The letter to Holder states:

Fred Roitz, Blackwater's Vice President for Contracts and Compliance, testified at the Committee's hearing that Blackwater had changed its name to Paravant at the request of Raytheon, the Defense Department's prime contractor. In his interview with Committee staff, then-Paravant Vice President Brian McCracken said that Paravant was created to be a "company that didn't have any Blackwater on it ... so they could go after some [government] business that Raytheon was getting ready to hand out."

The deception is troubling. In 2008, Raytheon subcontracted with Paravant to perform a $25 million Defense Department subcontract. At the time, Paravant had no employees and had not performed a single contract. But the Paravant proposal that won the company that subcontract told a very different story. The proposal represented that Paravant had "over 2,000 personnel deployed overseas," had "many years of experience," and had performed training to the government of nearly $100 million.
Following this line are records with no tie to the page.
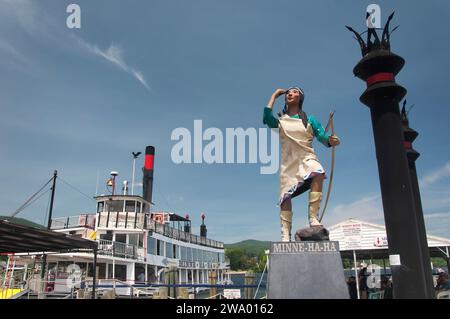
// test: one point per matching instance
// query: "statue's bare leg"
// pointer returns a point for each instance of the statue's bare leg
(286, 220)
(315, 197)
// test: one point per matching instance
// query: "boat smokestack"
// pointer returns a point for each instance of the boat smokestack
(203, 229)
(148, 173)
(187, 225)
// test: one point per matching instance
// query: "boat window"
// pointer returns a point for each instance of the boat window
(183, 253)
(100, 207)
(169, 250)
(138, 207)
(130, 205)
(158, 247)
(121, 238)
(151, 245)
(132, 239)
(115, 205)
(141, 240)
(194, 254)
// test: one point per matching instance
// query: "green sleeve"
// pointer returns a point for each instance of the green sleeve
(269, 119)
(319, 132)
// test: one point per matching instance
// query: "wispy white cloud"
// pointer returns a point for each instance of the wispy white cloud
(24, 11)
(114, 55)
(437, 175)
(368, 209)
(41, 27)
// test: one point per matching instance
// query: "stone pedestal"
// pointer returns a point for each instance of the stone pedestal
(306, 270)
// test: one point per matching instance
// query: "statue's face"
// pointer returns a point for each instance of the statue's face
(293, 97)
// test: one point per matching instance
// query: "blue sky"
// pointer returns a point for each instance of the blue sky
(81, 100)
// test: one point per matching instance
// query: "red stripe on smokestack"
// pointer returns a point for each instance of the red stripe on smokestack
(407, 145)
(148, 173)
(149, 161)
(380, 77)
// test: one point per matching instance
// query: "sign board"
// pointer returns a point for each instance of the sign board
(232, 293)
(380, 241)
(352, 235)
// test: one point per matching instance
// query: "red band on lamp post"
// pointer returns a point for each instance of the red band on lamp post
(380, 77)
(407, 145)
(149, 161)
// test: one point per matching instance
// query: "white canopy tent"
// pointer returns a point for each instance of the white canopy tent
(369, 241)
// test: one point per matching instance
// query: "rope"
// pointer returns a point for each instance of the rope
(260, 280)
(76, 189)
(30, 200)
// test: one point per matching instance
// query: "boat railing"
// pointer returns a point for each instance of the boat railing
(82, 220)
(167, 230)
(131, 220)
(121, 250)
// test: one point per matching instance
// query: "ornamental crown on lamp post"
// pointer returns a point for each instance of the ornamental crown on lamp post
(376, 44)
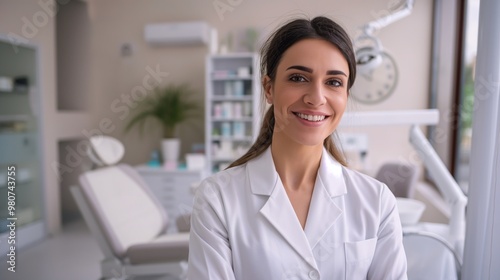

I am enclosing a copy of the relevant pages of their proposal.

The $25 million subcontract was awarded to Blackwater just months after the State Department had said they lost "confidence in [Blackwater's] credibility and management ability." The Army contracting officer who approved the Paravant contract testified to the Committee that he was unaware that the proposal was really a Blackwater proposal in the name of Paravant. If the Army contracting officer had known he was approving a subcontract with Blackwater, perhaps he would have taken the Department of State's finding about the company's lack of credibility and management ability into account when deciding whether to approve that subcontract. That makes the deceptive representation a serious matter.

It would not take a seasoned investigator to realize the Blackwater-Paravant connection. Paravant's contract proposal lists its address as 850 Puddin Ridge Road, which is the address of Blackwater, before it changed its name to Xe.